Grossly, the hysterectomy showed a 25.5 cm mass involving her uterus and left ovary. The bulk of tumor was in the uterus, with full thickness involvement of the tumor with nodules in the cervix, and endomyometrium, extending through to the serosa and left ovary. Cut sections of the tumor showed tan-pink to gray-white soft, hemorrhagic tissue.
Microscopically, the tumor appeared to be arising in the endometrium and extending through the myometrium directly into the left ovary. Tumor was metastatic to the cervix, left tubal serosa, bilateral ovarian surfaces, and omentum. Lymphovascular invasion was present in the myometrium and cervix. The tumor showed compressed benign glands with a leaf-like architecture. Most of the tumor cells were large and epithelioid, though monomorphic in appearance (Fig. 3). In some regions, the cells were smaller, lacked rhabdoid morphology and had inconspicuous nucleoli.

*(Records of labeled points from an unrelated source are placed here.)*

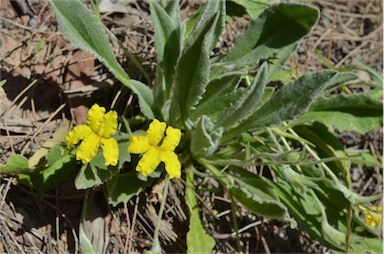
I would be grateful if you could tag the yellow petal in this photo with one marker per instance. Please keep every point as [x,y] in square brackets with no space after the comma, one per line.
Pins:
[108,126]
[110,151]
[138,144]
[76,134]
[172,140]
[149,162]
[88,148]
[155,132]
[95,117]
[172,164]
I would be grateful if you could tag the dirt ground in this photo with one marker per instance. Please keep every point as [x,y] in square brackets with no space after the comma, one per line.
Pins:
[47,86]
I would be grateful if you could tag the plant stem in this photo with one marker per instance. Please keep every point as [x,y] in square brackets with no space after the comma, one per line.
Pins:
[156,248]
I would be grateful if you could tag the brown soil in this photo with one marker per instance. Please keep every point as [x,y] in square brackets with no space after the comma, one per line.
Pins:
[48,84]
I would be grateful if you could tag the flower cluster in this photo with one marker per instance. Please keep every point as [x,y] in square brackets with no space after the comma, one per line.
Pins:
[154,145]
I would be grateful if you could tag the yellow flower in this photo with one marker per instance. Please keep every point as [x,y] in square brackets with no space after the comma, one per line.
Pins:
[95,133]
[157,149]
[373,219]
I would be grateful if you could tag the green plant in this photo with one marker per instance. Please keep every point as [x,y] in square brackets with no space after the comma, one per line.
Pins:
[229,119]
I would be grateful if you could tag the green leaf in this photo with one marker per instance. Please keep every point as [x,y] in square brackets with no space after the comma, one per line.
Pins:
[218,87]
[205,138]
[248,102]
[326,144]
[356,112]
[192,71]
[122,187]
[363,158]
[81,28]
[278,61]
[277,27]
[198,241]
[2,82]
[256,195]
[16,163]
[253,7]
[48,176]
[272,209]
[168,34]
[291,100]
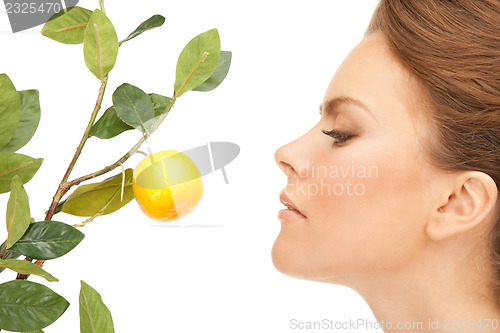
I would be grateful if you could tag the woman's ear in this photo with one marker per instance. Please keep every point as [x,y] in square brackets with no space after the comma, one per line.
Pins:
[471,198]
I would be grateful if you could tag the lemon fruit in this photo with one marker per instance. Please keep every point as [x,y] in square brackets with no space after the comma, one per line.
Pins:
[167,185]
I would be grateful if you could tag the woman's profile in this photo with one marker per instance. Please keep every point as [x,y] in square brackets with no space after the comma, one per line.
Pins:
[394,192]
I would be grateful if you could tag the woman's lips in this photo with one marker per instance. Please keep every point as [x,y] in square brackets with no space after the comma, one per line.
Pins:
[291,211]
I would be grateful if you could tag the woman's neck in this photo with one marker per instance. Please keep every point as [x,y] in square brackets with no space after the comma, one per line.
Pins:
[438,292]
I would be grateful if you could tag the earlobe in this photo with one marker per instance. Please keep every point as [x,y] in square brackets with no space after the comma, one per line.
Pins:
[471,200]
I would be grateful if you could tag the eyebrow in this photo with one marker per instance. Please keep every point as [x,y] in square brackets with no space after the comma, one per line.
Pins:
[330,105]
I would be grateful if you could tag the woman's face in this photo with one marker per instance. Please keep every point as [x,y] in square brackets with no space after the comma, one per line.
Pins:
[365,190]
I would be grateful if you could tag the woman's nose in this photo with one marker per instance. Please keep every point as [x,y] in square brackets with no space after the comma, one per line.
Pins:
[292,160]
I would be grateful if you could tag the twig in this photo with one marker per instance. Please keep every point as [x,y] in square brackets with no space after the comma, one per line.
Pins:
[64,186]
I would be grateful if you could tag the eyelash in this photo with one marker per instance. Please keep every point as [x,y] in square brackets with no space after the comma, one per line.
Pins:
[340,137]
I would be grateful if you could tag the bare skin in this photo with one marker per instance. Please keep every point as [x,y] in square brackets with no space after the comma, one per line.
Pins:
[378,217]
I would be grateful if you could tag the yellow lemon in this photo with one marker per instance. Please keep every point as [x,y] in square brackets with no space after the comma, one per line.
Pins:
[167,185]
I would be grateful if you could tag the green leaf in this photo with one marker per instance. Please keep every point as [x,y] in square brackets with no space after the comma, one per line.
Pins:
[28,306]
[133,106]
[105,59]
[7,254]
[18,212]
[160,103]
[89,199]
[28,121]
[110,125]
[154,21]
[10,109]
[12,164]
[26,267]
[94,314]
[197,61]
[48,240]
[67,26]
[219,75]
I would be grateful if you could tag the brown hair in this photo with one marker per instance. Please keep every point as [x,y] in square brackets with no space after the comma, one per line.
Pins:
[452,47]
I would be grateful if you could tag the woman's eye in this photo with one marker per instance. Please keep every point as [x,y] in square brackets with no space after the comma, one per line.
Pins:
[340,137]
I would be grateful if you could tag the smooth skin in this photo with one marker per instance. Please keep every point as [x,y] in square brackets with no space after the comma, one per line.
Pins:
[412,240]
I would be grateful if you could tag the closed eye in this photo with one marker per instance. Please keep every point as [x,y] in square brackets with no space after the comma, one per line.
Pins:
[340,137]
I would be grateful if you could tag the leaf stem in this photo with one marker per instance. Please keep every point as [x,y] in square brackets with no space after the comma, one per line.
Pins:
[101,4]
[125,157]
[63,186]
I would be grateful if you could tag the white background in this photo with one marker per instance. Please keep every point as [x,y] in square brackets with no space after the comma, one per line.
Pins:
[210,271]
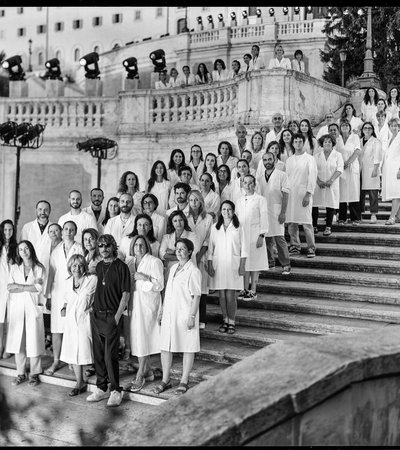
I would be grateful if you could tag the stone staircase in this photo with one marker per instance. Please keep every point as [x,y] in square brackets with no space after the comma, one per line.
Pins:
[350,286]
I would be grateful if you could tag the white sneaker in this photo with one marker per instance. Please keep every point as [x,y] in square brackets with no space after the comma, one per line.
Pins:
[115,398]
[98,395]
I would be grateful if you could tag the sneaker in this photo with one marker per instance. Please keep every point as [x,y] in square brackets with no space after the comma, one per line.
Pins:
[115,398]
[327,231]
[98,395]
[310,253]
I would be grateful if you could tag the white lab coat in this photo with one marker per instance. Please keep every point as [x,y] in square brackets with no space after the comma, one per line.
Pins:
[146,303]
[252,212]
[225,250]
[58,283]
[77,347]
[24,308]
[391,165]
[272,191]
[371,154]
[202,230]
[82,220]
[349,181]
[175,335]
[302,176]
[328,197]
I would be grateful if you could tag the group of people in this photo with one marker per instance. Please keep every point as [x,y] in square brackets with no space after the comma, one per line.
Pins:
[251,61]
[139,270]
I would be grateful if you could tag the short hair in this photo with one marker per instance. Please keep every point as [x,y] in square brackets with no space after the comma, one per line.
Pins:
[43,201]
[183,186]
[187,243]
[80,259]
[109,240]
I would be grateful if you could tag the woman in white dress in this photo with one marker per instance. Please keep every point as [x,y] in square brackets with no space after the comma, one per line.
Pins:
[159,185]
[179,316]
[78,299]
[370,160]
[200,222]
[226,262]
[8,254]
[149,205]
[391,171]
[349,181]
[326,193]
[147,282]
[25,336]
[56,287]
[252,212]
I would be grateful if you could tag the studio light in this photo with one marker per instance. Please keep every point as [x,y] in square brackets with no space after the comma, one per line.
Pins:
[130,65]
[53,69]
[158,59]
[14,62]
[91,59]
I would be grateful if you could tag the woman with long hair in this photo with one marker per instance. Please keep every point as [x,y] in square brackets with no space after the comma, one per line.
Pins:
[25,336]
[226,263]
[8,255]
[159,185]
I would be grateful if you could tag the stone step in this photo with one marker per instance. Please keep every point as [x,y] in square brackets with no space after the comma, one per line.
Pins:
[272,287]
[294,322]
[347,264]
[322,275]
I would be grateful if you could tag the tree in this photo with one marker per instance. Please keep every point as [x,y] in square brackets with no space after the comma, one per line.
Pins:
[347,28]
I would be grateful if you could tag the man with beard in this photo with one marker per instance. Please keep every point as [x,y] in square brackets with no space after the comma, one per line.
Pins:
[94,209]
[181,193]
[81,218]
[272,185]
[123,224]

Immunohistochemistry performed at the outside institution and reviewed showed the tumor cells were positive for vimentin, p16, synaptophysin (focal), and EMA (scattered cells). The cells were negative for chromogranin, p53, PAX8, HMB-45, S100, pan-keratin, CD45, inhibin, CD30, HMWCK, LMWCK, CK7, WT-1, CD10, SMA, and desmin. Immunohistochemistry performed at BWH demonstrated that SMARCA4 was lost, SMARCB1 was intact, and mismatch repair proteins MLH1, MSH2, MSH6, and PMS2 had intact nuclear staining. There was patchy positivity for SALL4 and cyclin D1. The tumor cells were negative for claudin-4, WT-1, inhibin, PAX8, CD34, ERG, BerEP4, NUT and caldesmon. A reticulin stain highlighted a nested growth pattern.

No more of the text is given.